The 4K disc features once again an audio commentary with writer/director Don Mancini and head puppeteer/associate producer Tony Gardner.
That same commentary is also on the Blu-ray disc (unrated cut only) along with:
“Doll in the Family – Tony Gardner on Cult of Chucky” (HD, 7:36), Gardner talks about the evolution of the series and how new ideas inform his work.
“Do the Chucky Stomp – Alex Vincent on Cult of Chucky” (HD, 6:35), the actor talks about returning for a full feature, where Andy is at now, and much more.
“Alex Vincent Recording Studio Promo” (SD, 1:13) is a look at the actor’s personal studio space.
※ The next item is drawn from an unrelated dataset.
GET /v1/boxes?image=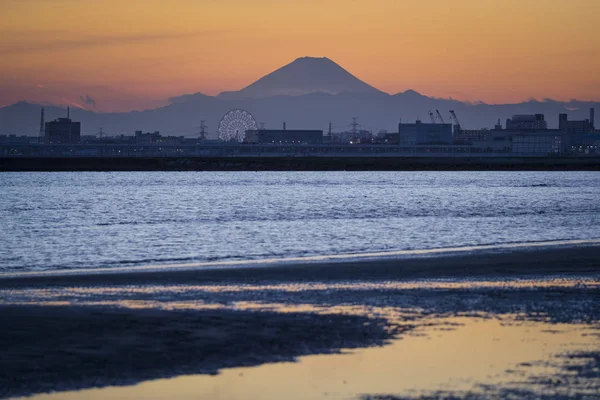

“Inside the Insanity of Cult of Chucky” (HD, 6:43) is mainly a standard EPK about the making of the film.
“Good Guy Gone Bad: The Incarnations of Chucky” (HD, 5:03), takes a look at some of the various permutations of the doll.
“The Dollhouse” (HD, 7:37), an interesting piece on how Chucky has integrated himself into the life of Gardner and his family, since this series has been such a large part of his professional work.
Three deleted scenes, with optional commentary by Mancini, are available (HD, 5:26).
A TV spot (HD, 0:19) and two trailers (HD, 2:44) are also included.
DISC ONE: 4K BLU-RAY – UNRATED VERSION
- NEW 4K MASTER OF THE UNRATED VERSION OF THE FILM
- Audio Commentary with writer/director Don Mancini and special effects makeup artist Tony Gardner
- Audio: DTS-HD Master Audio 5.1, 2.0
- Optional English subtitles for the main feature
DISC TWO: BLU-RAY – UNRATED AND R-RATED VERSIONS OF THE FILM
- NEW 4K MASTER OF THE UNRATED VERSION OF THE FILM
- NEW Doll in the Familly – Tony Gardner on CULT OF CHUCKY
- NEW Do the Chucky Stomp – Alex Vincent on CULT OF CHUCKY
- NEW A look inside Alex Vincent’s Recording Studio
- Inside the Insanity of Cult of Chucky
- Good Guy Gone Bad: The incarnations of Chucky
- The Dollhouse
- Deleted Scenes with optional commentary by Don Mancini
- TV Spot
- Audio: DTS-HD Master Audio Mono, Dolby Atmos – English SDH
Cult of Chucky
If you’ve already watched and enjoyed every film in the series up to this point then there is no doubt Cult of Chucky will satisfy the demand for more. Scream Factory’s 4K release is a winner, both in a/v quality and bonus features.